Twomey, director of marketing for Altarum's enterprise solutions division, was elected to lead the IAC shared interest group Dec. 3; outgoing chairman Venkatapathi Puvvada, the chief technology officer of Unisys Global Public Sector decided not to run for re-election but will continue to serve the IAC group as an adviser.
Members of the IAC group are considering several architecture-related tasks for completion in 2005, one of which includes examination of the architecture framework. With all five reference models — the basic building blocks of the federal enterprise architecture — now released, government architects face a situation akin to herding sheep, Twomey said.
"Where it gets hard is when you start to close the flock together and you've got to prevent things from leaking out on the weakest side," he said.
Gaps in the architecture may now become more apparent because the first of four volumes of the data reference model is available for agency use, Twomey said.

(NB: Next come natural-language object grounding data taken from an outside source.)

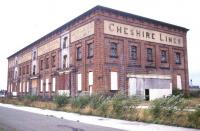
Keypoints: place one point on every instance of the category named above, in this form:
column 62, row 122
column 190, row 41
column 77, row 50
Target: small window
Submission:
column 41, row 64
column 27, row 69
column 24, row 69
column 113, row 50
column 53, row 61
column 149, row 55
column 47, row 63
column 20, row 71
column 163, row 56
column 64, row 61
column 34, row 69
column 79, row 82
column 90, row 50
column 178, row 58
column 34, row 55
column 133, row 52
column 79, row 55
column 64, row 42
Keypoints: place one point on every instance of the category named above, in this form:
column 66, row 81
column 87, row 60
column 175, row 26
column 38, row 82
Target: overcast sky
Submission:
column 24, row 21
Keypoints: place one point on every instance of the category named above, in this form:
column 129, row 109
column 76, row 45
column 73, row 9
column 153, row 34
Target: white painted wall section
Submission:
column 114, row 81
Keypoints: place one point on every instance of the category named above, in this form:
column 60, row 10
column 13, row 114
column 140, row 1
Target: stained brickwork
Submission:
column 126, row 62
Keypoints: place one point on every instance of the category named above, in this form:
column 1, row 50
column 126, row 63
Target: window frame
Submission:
column 64, row 61
column 78, row 53
column 41, row 64
column 149, row 55
column 133, row 53
column 177, row 59
column 163, row 56
column 53, row 60
column 113, row 50
column 90, row 50
column 47, row 63
column 64, row 43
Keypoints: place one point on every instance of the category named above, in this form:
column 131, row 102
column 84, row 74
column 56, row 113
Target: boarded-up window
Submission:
column 79, row 82
column 90, row 78
column 24, row 85
column 11, row 87
column 47, row 85
column 179, row 85
column 27, row 87
column 41, row 85
column 54, row 84
column 114, row 81
column 20, row 87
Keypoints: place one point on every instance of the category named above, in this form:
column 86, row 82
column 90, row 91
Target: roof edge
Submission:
column 98, row 7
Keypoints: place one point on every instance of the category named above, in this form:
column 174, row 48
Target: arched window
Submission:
column 64, row 42
column 34, row 68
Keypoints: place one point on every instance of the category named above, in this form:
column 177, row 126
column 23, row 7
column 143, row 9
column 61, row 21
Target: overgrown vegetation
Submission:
column 172, row 110
column 61, row 100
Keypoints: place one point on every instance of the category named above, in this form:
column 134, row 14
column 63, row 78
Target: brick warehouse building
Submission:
column 103, row 50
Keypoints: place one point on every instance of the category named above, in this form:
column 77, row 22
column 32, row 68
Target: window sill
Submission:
column 89, row 57
column 78, row 59
column 113, row 56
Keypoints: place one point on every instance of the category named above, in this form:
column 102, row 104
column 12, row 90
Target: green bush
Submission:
column 176, row 91
column 166, row 107
column 60, row 100
column 194, row 93
column 80, row 101
column 194, row 118
column 31, row 98
column 96, row 100
column 123, row 106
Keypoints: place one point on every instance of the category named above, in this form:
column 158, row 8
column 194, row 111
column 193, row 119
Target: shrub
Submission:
column 123, row 106
column 31, row 98
column 194, row 118
column 167, row 106
column 176, row 91
column 96, row 100
column 195, row 93
column 80, row 101
column 60, row 100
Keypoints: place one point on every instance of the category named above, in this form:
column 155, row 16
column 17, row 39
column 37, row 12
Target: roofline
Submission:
column 91, row 11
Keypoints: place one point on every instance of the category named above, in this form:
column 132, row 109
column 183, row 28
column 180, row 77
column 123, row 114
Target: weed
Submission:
column 60, row 100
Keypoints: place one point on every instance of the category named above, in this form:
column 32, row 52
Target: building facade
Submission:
column 103, row 50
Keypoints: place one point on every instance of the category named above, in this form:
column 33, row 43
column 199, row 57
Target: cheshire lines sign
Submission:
column 118, row 29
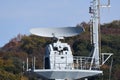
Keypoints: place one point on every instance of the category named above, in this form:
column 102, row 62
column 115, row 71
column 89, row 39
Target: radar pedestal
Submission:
column 59, row 62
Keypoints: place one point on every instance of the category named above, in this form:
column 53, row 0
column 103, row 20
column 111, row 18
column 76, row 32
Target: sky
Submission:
column 19, row 16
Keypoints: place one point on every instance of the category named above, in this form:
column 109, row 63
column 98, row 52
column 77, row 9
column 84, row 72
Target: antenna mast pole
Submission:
column 95, row 15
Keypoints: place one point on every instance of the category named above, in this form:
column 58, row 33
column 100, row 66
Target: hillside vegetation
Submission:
column 13, row 55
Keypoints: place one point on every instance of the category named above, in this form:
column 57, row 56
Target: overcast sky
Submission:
column 19, row 16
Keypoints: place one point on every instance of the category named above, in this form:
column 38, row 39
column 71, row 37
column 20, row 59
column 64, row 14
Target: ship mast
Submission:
column 95, row 19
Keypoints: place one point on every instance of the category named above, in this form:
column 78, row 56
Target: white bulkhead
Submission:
column 58, row 56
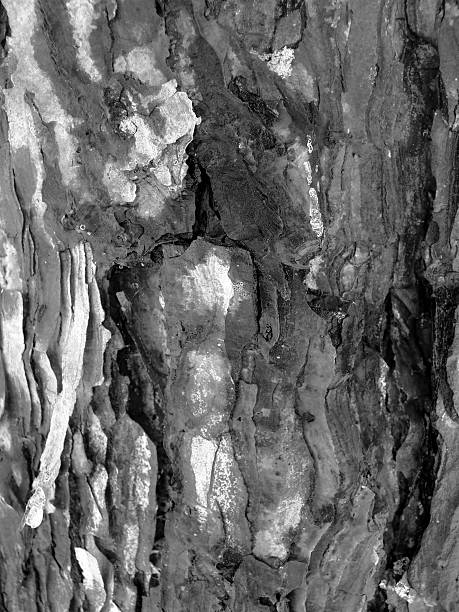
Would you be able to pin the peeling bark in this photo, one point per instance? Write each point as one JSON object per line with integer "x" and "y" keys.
{"x": 229, "y": 306}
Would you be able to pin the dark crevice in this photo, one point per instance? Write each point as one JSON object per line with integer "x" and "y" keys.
{"x": 134, "y": 363}
{"x": 418, "y": 329}
{"x": 5, "y": 32}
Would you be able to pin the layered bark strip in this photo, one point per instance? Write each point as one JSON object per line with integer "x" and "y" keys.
{"x": 228, "y": 305}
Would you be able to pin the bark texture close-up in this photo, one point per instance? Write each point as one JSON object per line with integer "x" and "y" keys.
{"x": 229, "y": 288}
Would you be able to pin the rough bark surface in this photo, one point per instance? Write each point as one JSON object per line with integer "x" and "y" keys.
{"x": 228, "y": 305}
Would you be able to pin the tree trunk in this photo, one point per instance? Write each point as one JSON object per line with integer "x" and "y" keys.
{"x": 229, "y": 273}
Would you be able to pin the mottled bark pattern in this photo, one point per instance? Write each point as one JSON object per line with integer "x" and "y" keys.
{"x": 228, "y": 305}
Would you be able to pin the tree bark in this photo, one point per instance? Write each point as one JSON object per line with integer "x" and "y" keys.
{"x": 228, "y": 305}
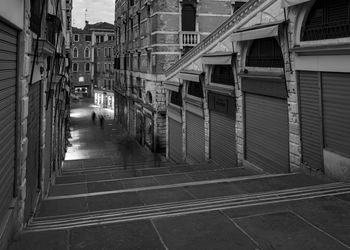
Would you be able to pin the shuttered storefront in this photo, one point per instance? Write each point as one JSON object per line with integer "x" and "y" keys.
{"x": 195, "y": 143}
{"x": 267, "y": 137}
{"x": 336, "y": 112}
{"x": 8, "y": 72}
{"x": 33, "y": 158}
{"x": 311, "y": 119}
{"x": 222, "y": 139}
{"x": 175, "y": 140}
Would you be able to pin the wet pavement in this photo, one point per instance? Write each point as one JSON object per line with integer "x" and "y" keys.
{"x": 99, "y": 202}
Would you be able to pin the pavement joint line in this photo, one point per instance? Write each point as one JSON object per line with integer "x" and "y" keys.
{"x": 137, "y": 177}
{"x": 181, "y": 204}
{"x": 191, "y": 203}
{"x": 195, "y": 183}
{"x": 159, "y": 235}
{"x": 319, "y": 229}
{"x": 160, "y": 214}
{"x": 239, "y": 228}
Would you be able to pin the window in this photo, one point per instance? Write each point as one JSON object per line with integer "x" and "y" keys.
{"x": 195, "y": 89}
{"x": 265, "y": 53}
{"x": 87, "y": 67}
{"x": 222, "y": 74}
{"x": 176, "y": 97}
{"x": 87, "y": 52}
{"x": 88, "y": 38}
{"x": 75, "y": 67}
{"x": 75, "y": 52}
{"x": 188, "y": 17}
{"x": 328, "y": 19}
{"x": 105, "y": 52}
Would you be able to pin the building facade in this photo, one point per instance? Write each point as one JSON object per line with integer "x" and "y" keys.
{"x": 34, "y": 104}
{"x": 104, "y": 74}
{"x": 269, "y": 88}
{"x": 83, "y": 53}
{"x": 150, "y": 37}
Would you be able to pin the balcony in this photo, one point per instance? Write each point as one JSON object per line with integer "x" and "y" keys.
{"x": 189, "y": 38}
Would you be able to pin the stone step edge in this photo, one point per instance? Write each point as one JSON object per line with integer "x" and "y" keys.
{"x": 182, "y": 209}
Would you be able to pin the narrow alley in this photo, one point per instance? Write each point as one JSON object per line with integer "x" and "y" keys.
{"x": 111, "y": 195}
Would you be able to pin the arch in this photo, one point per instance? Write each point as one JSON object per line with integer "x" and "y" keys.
{"x": 265, "y": 52}
{"x": 149, "y": 98}
{"x": 188, "y": 14}
{"x": 327, "y": 19}
{"x": 75, "y": 52}
{"x": 87, "y": 52}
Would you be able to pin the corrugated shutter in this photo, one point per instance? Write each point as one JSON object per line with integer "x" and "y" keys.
{"x": 195, "y": 137}
{"x": 311, "y": 119}
{"x": 175, "y": 140}
{"x": 336, "y": 112}
{"x": 33, "y": 158}
{"x": 267, "y": 136}
{"x": 8, "y": 71}
{"x": 222, "y": 139}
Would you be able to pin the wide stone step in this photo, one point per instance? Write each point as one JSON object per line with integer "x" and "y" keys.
{"x": 187, "y": 207}
{"x": 146, "y": 178}
{"x": 86, "y": 203}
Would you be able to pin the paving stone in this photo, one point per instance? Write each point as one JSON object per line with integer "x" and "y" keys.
{"x": 48, "y": 240}
{"x": 130, "y": 235}
{"x": 62, "y": 207}
{"x": 173, "y": 179}
{"x": 140, "y": 182}
{"x": 113, "y": 201}
{"x": 164, "y": 196}
{"x": 328, "y": 213}
{"x": 60, "y": 190}
{"x": 286, "y": 231}
{"x": 202, "y": 231}
{"x": 104, "y": 186}
{"x": 70, "y": 179}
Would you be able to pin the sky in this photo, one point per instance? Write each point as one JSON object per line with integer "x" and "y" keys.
{"x": 97, "y": 11}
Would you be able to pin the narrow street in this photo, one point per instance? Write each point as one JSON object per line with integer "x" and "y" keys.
{"x": 114, "y": 194}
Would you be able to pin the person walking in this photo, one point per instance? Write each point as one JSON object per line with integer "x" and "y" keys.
{"x": 101, "y": 121}
{"x": 93, "y": 117}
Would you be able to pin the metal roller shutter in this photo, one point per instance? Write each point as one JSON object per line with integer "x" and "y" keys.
{"x": 195, "y": 137}
{"x": 222, "y": 139}
{"x": 311, "y": 119}
{"x": 175, "y": 140}
{"x": 267, "y": 137}
{"x": 33, "y": 158}
{"x": 8, "y": 72}
{"x": 336, "y": 112}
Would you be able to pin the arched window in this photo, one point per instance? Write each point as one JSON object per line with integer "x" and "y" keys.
{"x": 265, "y": 53}
{"x": 75, "y": 67}
{"x": 75, "y": 52}
{"x": 328, "y": 19}
{"x": 87, "y": 67}
{"x": 87, "y": 52}
{"x": 188, "y": 17}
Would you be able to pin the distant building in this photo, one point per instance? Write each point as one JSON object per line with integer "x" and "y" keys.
{"x": 104, "y": 74}
{"x": 34, "y": 105}
{"x": 83, "y": 54}
{"x": 150, "y": 37}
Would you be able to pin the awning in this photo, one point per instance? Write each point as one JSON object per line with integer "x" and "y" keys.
{"x": 190, "y": 75}
{"x": 171, "y": 85}
{"x": 256, "y": 33}
{"x": 287, "y": 3}
{"x": 219, "y": 58}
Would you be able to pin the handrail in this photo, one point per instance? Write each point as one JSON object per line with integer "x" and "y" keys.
{"x": 222, "y": 29}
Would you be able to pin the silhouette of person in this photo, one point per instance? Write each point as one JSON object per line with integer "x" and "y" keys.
{"x": 101, "y": 121}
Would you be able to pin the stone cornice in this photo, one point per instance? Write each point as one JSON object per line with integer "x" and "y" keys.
{"x": 216, "y": 34}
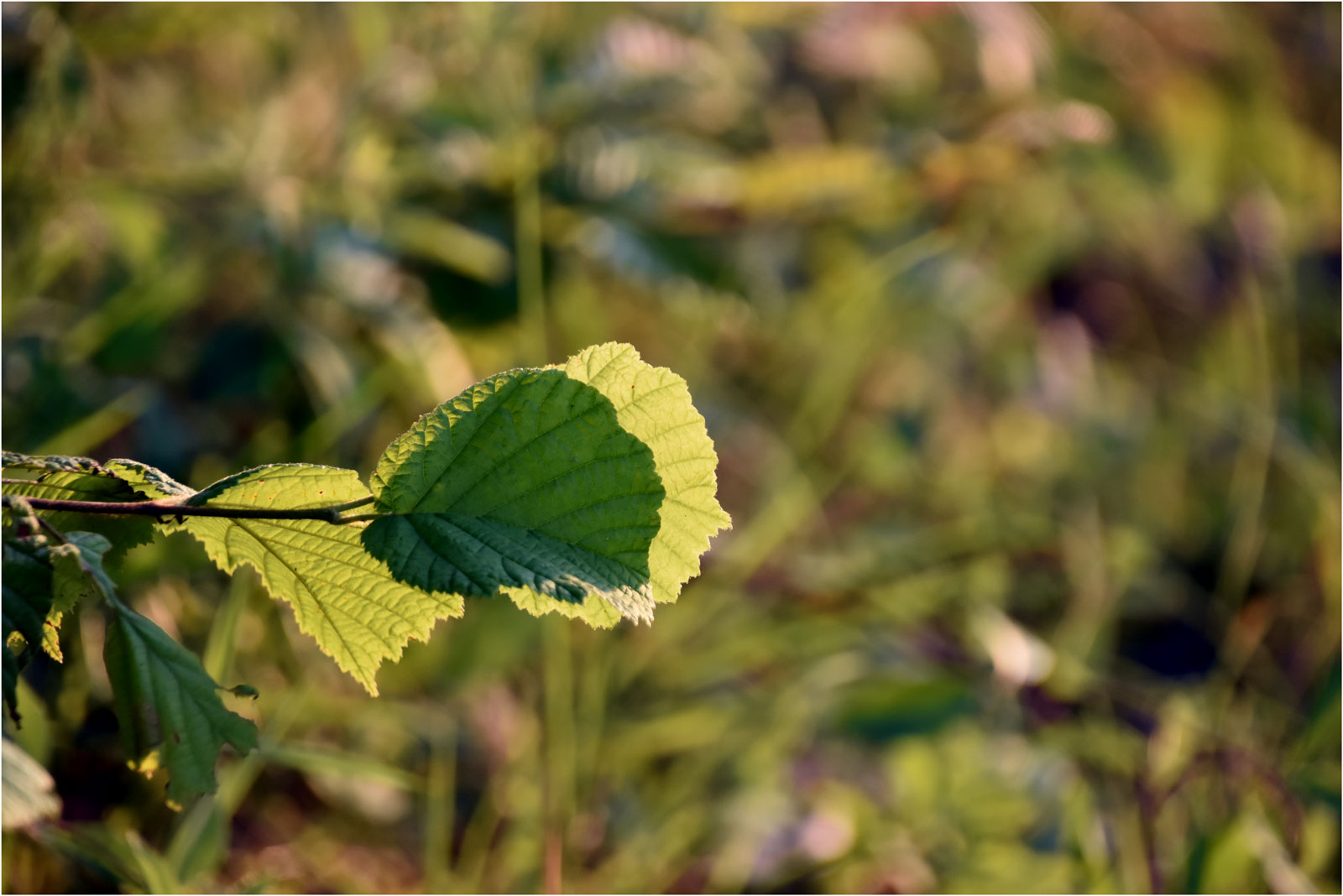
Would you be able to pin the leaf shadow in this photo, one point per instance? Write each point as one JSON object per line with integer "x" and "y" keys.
{"x": 527, "y": 481}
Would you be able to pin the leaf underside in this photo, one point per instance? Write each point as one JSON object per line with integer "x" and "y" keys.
{"x": 653, "y": 404}
{"x": 342, "y": 597}
{"x": 165, "y": 698}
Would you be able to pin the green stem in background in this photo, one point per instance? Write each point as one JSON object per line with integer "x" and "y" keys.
{"x": 171, "y": 508}
{"x": 527, "y": 233}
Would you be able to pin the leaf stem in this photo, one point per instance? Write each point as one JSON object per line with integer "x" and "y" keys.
{"x": 331, "y": 514}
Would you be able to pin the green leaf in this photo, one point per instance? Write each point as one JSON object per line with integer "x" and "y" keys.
{"x": 524, "y": 484}
{"x": 24, "y": 602}
{"x": 77, "y": 575}
{"x": 148, "y": 481}
{"x": 342, "y": 597}
{"x": 165, "y": 698}
{"x": 655, "y": 405}
{"x": 586, "y": 490}
{"x": 78, "y": 479}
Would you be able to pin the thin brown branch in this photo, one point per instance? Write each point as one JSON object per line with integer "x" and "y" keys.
{"x": 172, "y": 508}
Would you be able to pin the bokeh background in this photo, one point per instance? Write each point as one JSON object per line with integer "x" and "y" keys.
{"x": 1016, "y": 327}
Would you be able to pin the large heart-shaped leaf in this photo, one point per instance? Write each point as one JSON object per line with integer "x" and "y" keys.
{"x": 586, "y": 490}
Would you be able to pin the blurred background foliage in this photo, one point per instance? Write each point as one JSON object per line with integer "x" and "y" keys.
{"x": 1017, "y": 331}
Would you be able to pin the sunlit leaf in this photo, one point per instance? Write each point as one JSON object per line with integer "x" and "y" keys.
{"x": 344, "y": 597}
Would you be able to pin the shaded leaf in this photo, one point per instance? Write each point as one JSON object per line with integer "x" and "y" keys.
{"x": 342, "y": 597}
{"x": 77, "y": 575}
{"x": 527, "y": 484}
{"x": 26, "y": 595}
{"x": 165, "y": 698}
{"x": 78, "y": 479}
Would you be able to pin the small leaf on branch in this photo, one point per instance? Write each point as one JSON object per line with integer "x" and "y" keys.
{"x": 165, "y": 699}
{"x": 78, "y": 479}
{"x": 342, "y": 597}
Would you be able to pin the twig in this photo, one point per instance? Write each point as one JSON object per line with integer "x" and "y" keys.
{"x": 331, "y": 514}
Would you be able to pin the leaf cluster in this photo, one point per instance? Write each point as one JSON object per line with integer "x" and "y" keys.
{"x": 584, "y": 490}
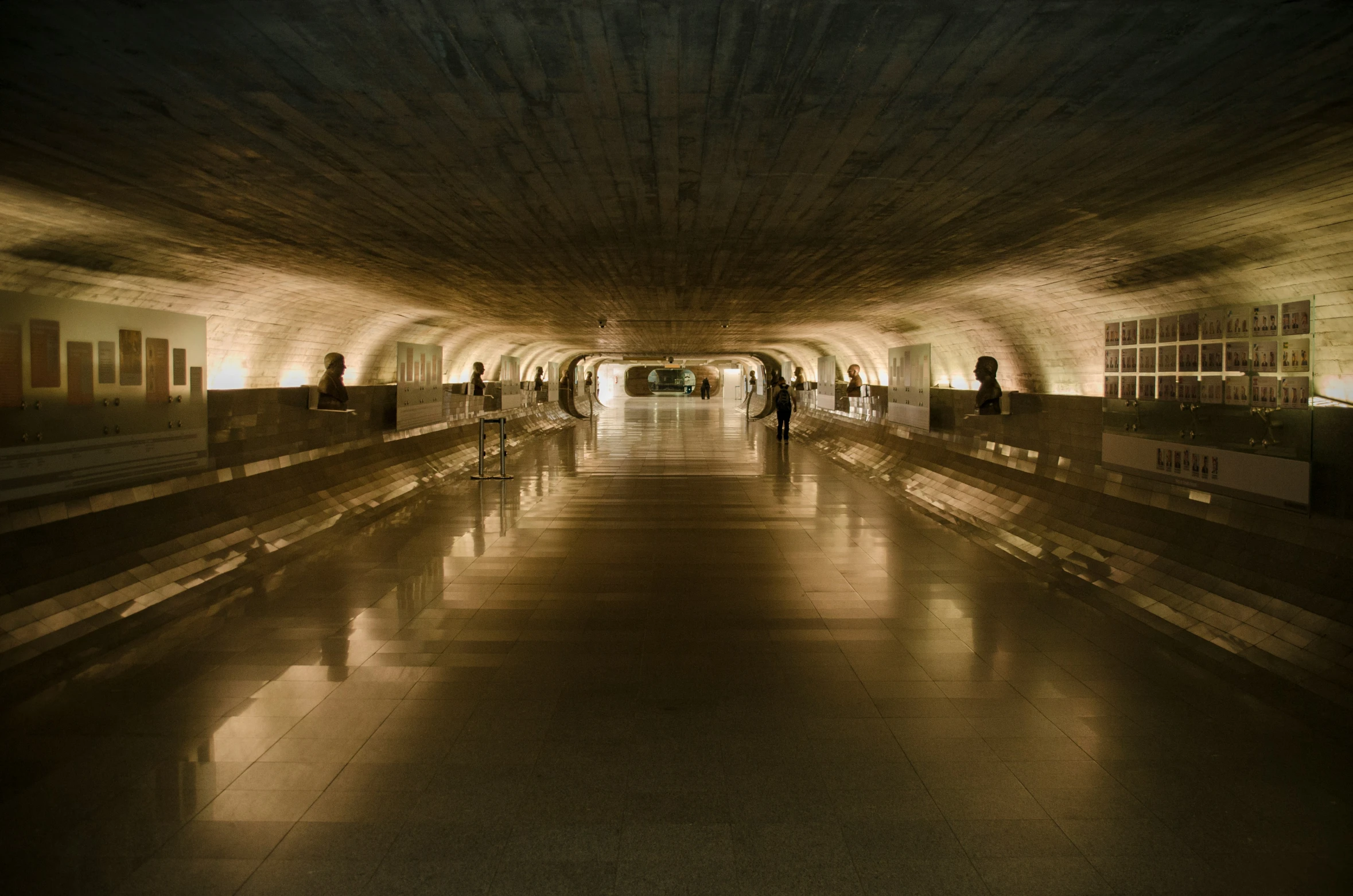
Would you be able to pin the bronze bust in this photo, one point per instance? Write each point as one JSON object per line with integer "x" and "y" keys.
{"x": 333, "y": 394}
{"x": 989, "y": 392}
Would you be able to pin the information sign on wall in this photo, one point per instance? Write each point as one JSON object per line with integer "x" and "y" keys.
{"x": 68, "y": 424}
{"x": 418, "y": 393}
{"x": 1229, "y": 370}
{"x": 509, "y": 379}
{"x": 908, "y": 385}
{"x": 827, "y": 382}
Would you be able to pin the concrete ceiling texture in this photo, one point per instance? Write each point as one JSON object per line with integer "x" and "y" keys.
{"x": 711, "y": 176}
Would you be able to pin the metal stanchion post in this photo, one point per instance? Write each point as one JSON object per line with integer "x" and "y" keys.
{"x": 502, "y": 449}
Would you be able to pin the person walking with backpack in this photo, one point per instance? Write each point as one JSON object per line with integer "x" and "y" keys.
{"x": 784, "y": 408}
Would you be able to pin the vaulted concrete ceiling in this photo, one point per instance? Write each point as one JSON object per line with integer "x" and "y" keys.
{"x": 819, "y": 176}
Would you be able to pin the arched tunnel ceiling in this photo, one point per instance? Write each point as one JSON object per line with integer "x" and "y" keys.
{"x": 819, "y": 176}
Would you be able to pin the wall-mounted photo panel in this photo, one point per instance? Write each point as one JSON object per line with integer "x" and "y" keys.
{"x": 1264, "y": 321}
{"x": 1211, "y": 358}
{"x": 116, "y": 415}
{"x": 1168, "y": 329}
{"x": 1297, "y": 317}
{"x": 1212, "y": 324}
{"x": 1297, "y": 392}
{"x": 107, "y": 363}
{"x": 129, "y": 358}
{"x": 1189, "y": 328}
{"x": 45, "y": 354}
{"x": 908, "y": 385}
{"x": 79, "y": 374}
{"x": 1264, "y": 356}
{"x": 1264, "y": 392}
{"x": 1146, "y": 330}
{"x": 1297, "y": 355}
{"x": 418, "y": 393}
{"x": 157, "y": 371}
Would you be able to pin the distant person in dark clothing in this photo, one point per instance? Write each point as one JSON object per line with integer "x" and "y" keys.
{"x": 989, "y": 392}
{"x": 784, "y": 408}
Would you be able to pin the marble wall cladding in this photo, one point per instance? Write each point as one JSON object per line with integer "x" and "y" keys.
{"x": 79, "y": 578}
{"x": 252, "y": 424}
{"x": 1264, "y": 585}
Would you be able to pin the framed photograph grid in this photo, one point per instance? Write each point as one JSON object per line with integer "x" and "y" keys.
{"x": 1200, "y": 356}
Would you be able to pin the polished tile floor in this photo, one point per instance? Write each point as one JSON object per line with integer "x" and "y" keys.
{"x": 671, "y": 657}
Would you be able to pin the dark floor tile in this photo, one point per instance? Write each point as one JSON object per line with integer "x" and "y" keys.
{"x": 309, "y": 878}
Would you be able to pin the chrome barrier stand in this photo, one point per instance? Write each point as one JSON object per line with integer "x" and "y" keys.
{"x": 502, "y": 449}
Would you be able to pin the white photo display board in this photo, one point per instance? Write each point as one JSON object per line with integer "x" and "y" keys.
{"x": 418, "y": 394}
{"x": 1256, "y": 355}
{"x": 908, "y": 385}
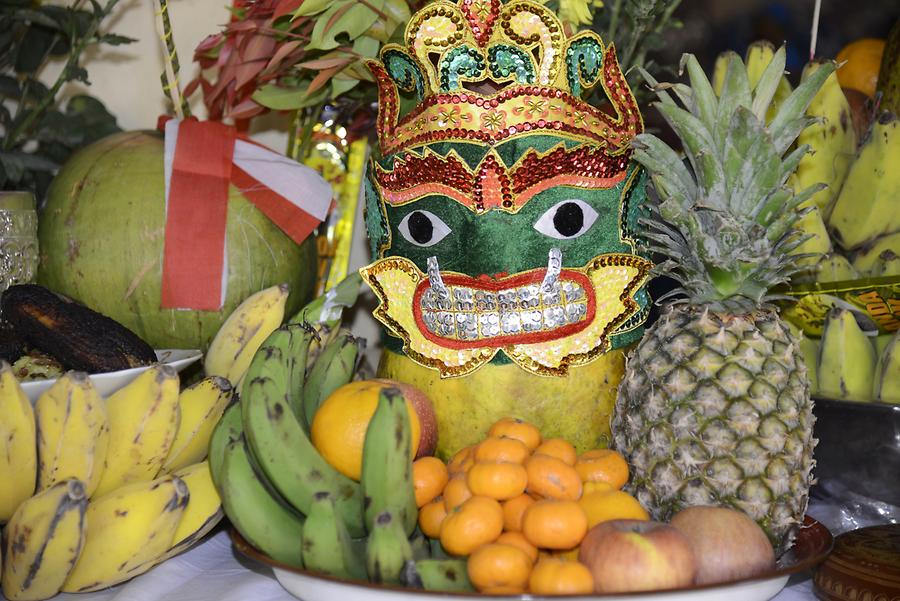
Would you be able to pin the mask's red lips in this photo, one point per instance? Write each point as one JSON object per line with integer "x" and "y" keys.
{"x": 483, "y": 311}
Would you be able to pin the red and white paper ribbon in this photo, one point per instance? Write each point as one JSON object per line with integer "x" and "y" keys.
{"x": 202, "y": 158}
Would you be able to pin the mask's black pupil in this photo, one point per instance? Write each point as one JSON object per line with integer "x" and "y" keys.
{"x": 568, "y": 219}
{"x": 420, "y": 227}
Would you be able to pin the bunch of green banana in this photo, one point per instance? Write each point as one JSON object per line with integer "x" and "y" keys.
{"x": 850, "y": 364}
{"x": 277, "y": 489}
{"x": 96, "y": 491}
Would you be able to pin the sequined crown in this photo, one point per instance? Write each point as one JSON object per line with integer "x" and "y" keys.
{"x": 485, "y": 71}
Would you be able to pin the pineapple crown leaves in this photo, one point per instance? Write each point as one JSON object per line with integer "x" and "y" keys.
{"x": 725, "y": 216}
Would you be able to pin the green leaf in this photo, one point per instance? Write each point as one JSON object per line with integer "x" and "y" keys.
{"x": 345, "y": 17}
{"x": 665, "y": 166}
{"x": 288, "y": 99}
{"x": 312, "y": 7}
{"x": 703, "y": 97}
{"x": 783, "y": 126}
{"x": 9, "y": 87}
{"x": 115, "y": 40}
{"x": 752, "y": 166}
{"x": 366, "y": 46}
{"x": 342, "y": 85}
{"x": 700, "y": 150}
{"x": 37, "y": 17}
{"x": 768, "y": 84}
{"x": 735, "y": 93}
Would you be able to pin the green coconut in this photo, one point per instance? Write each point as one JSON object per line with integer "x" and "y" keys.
{"x": 101, "y": 236}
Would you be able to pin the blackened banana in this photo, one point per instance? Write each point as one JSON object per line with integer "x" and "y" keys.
{"x": 76, "y": 336}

Members of the IAC group are also monitoring whether the relationship between the Office of Management and Budget and the CIO Council's Architecture and Infrastructure Committee will change now that Richard Burk has assumed chief architect duties. In the eight-month absence of a chief architect following Bob Haycock's departure in April, the committee's role in enterprise architecture expanded, Twomey said.
IAC's role in enterprise architecture has been to advise government officials on "real lessons learned and best practices and give that view of 'how would this play in Peoria,'" Puvvada said.
The important IAC tasks of 2004 were to help government officials make enterprise architecture an actual, as opposed to theoretical, tool, Puvvada said. "2004 was to essentially to make it real," he said. Throughout the year, group members asked government officials to focus their research into areas that the government needs the most, he added.
Data architects are no longer being perceived "as the guy that ran the machines and made sure the air conditioning worked right around them," Twomey said.